My weight is a physical barrier for the emotional wall I’ve put up, especially with men. Despite popular belief, I have gotten really hot guys. I’m ridiculously picky which I have no reason to be since I’m no catch (or at least I don’t feel like it). But it never lasts because of me. I push everyone away. Why would a hot guy ever want to be seen with a girl like me? My confidence shield is just a show. Yes, I have a lucrative job. Yes, I’m an independent woman. And yes, I’m funny from time to time. But don’t mistake any of that for confidence. I’m not confident at all. I need someone to handle me with kid gloves. But how will that happen if my pride prevents me from telling anyone that’s what I need?
The saying “You should like me for what’s on the inside” is crap. My outside, my fat exterior, screams that I’m scared, unhappy, and extremely self-conscious. That makes my inside ugly and weak and no one wants to be around that, including me. I justified gaining weight because I have a cute face. Then I got a pretty cool job and figured an extra 20 pounds wouldn’t be that big of a deal.

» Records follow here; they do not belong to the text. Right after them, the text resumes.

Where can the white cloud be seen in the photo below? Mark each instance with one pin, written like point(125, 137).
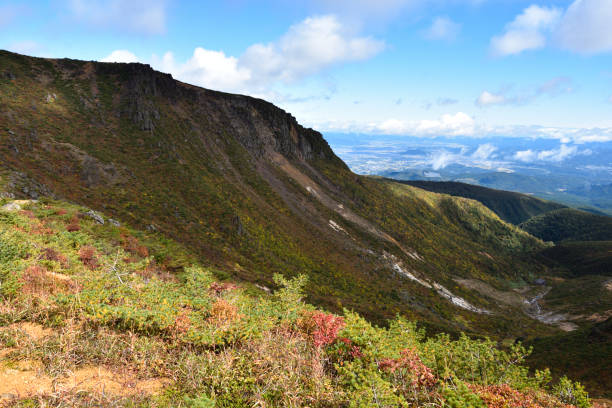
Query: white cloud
point(8, 14)
point(586, 28)
point(453, 125)
point(25, 47)
point(442, 28)
point(446, 101)
point(458, 124)
point(120, 56)
point(487, 98)
point(484, 151)
point(442, 159)
point(526, 32)
point(212, 69)
point(525, 155)
point(141, 16)
point(554, 155)
point(307, 48)
point(554, 87)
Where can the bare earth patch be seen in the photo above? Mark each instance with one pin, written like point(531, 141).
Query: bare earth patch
point(27, 379)
point(34, 331)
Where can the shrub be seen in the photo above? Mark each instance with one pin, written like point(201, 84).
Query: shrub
point(73, 225)
point(51, 254)
point(408, 372)
point(460, 396)
point(201, 401)
point(572, 393)
point(323, 328)
point(87, 255)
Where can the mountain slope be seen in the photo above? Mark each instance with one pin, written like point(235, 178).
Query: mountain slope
point(93, 313)
point(569, 224)
point(252, 192)
point(509, 206)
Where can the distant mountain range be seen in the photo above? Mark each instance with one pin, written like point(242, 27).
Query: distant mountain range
point(249, 193)
point(577, 175)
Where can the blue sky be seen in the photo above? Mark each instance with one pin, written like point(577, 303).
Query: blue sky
point(414, 67)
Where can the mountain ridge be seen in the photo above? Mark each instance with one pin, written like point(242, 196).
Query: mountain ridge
point(240, 182)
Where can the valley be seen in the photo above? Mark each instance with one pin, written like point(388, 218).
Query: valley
point(236, 213)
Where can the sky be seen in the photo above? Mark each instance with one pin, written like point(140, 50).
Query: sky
point(475, 68)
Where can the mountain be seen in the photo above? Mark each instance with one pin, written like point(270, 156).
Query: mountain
point(512, 207)
point(248, 193)
point(568, 224)
point(94, 313)
point(246, 187)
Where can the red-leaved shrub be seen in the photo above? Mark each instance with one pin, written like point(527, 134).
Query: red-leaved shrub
point(408, 369)
point(504, 396)
point(325, 328)
point(73, 225)
point(218, 288)
point(133, 246)
point(87, 255)
point(51, 254)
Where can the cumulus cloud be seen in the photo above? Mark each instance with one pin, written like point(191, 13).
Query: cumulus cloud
point(586, 27)
point(484, 152)
point(487, 98)
point(527, 31)
point(442, 28)
point(141, 16)
point(458, 124)
point(554, 87)
point(442, 159)
point(120, 56)
point(307, 48)
point(212, 69)
point(8, 13)
point(25, 47)
point(452, 125)
point(554, 155)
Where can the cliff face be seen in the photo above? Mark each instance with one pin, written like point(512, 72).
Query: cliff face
point(247, 188)
point(258, 125)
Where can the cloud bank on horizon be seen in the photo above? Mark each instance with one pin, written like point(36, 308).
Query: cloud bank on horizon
point(388, 67)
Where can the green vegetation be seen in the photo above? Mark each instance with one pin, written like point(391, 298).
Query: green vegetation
point(570, 225)
point(108, 300)
point(509, 206)
point(586, 353)
point(580, 258)
point(211, 170)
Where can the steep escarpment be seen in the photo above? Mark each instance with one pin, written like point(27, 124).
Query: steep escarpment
point(242, 184)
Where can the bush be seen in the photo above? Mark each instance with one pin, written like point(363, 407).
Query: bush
point(572, 393)
point(460, 396)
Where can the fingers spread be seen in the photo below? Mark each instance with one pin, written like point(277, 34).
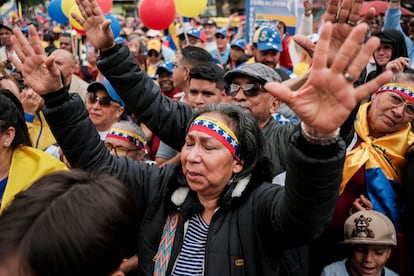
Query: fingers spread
point(350, 48)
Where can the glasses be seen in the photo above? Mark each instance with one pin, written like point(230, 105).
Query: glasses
point(396, 100)
point(119, 150)
point(103, 101)
point(250, 89)
point(191, 41)
point(151, 53)
point(175, 65)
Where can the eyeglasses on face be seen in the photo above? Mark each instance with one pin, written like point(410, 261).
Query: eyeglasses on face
point(103, 101)
point(250, 89)
point(384, 48)
point(396, 100)
point(119, 150)
point(175, 65)
point(153, 53)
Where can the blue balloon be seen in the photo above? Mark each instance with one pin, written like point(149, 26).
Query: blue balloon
point(55, 12)
point(115, 25)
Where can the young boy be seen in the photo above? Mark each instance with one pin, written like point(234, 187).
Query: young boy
point(372, 235)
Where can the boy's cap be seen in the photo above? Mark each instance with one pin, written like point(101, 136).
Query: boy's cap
point(240, 43)
point(267, 38)
point(154, 44)
point(257, 71)
point(210, 22)
point(369, 227)
point(105, 85)
point(195, 32)
point(165, 66)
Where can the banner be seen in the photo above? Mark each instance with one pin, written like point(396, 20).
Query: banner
point(270, 12)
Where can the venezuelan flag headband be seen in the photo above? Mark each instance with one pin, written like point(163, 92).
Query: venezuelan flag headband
point(127, 136)
point(219, 131)
point(402, 89)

I thought it’d be easier. Easier to lose the weight that has consumed my mind, body, and soul. My co-host Tony and I were introduced to a fabulous group of people at Optimal 365. Simply by eating right, Tony lost 15 pounds in what seemed like a blink of an eye. He gets showered with compliments from everyone at the office, deservedly so because he looks great! Not only does it take me longer to lose weight because I’m a girl, I have a lot more of it to get rid of.
I’m so hard on myself when I cheat. I feel as if I’ve completely ruined the new healthy lifestyle and I quit. Game over. A cheat meal turns into a cheat day which leads to cheat week, month, and year. This can’t be an option anymore.
I know what needs to be done so with all due respect, spare me your sales pitch on the latest diet pill or weight loss energy drink. I have a great support team on my side and with their help, unwavering support and mentoring, I know I can lose this weight. But ultimately, I need to believe in myself. So if everyone else supports me, why can’t I?
Allow me to reiterate. There is not one day that goes by where these thoughts don’t run rampant through my head. Is this normal? Am I alone? If I am, I’ve publicly announced to everyone that I’m loony tunes. If there are others who read this that go through the same thing (and God I hope there is although I wouldn’t wish it on my worst enemy), then take comfort in knowing I’m right there with you.
I need to believe in myself. Allowing these thoughts to consume me is robbing years of my life. Like I said before, I know what needs to be done, I’m just scared to do it. Am I crazy for being scared to lose weight? Is THAT what the real problem is?
Someone much wiser than me once said, “Until you accept the struggle, you’ll never realize the accomplishment.” I’ve struggled for too long without acceptance. In making public what has been my most private thoughts and demons, I’m choosing to move forward. Choosing to embrace the difficult road filled with temptation that’s to come. And choosing to let go and be happy because dammit, I deserve it.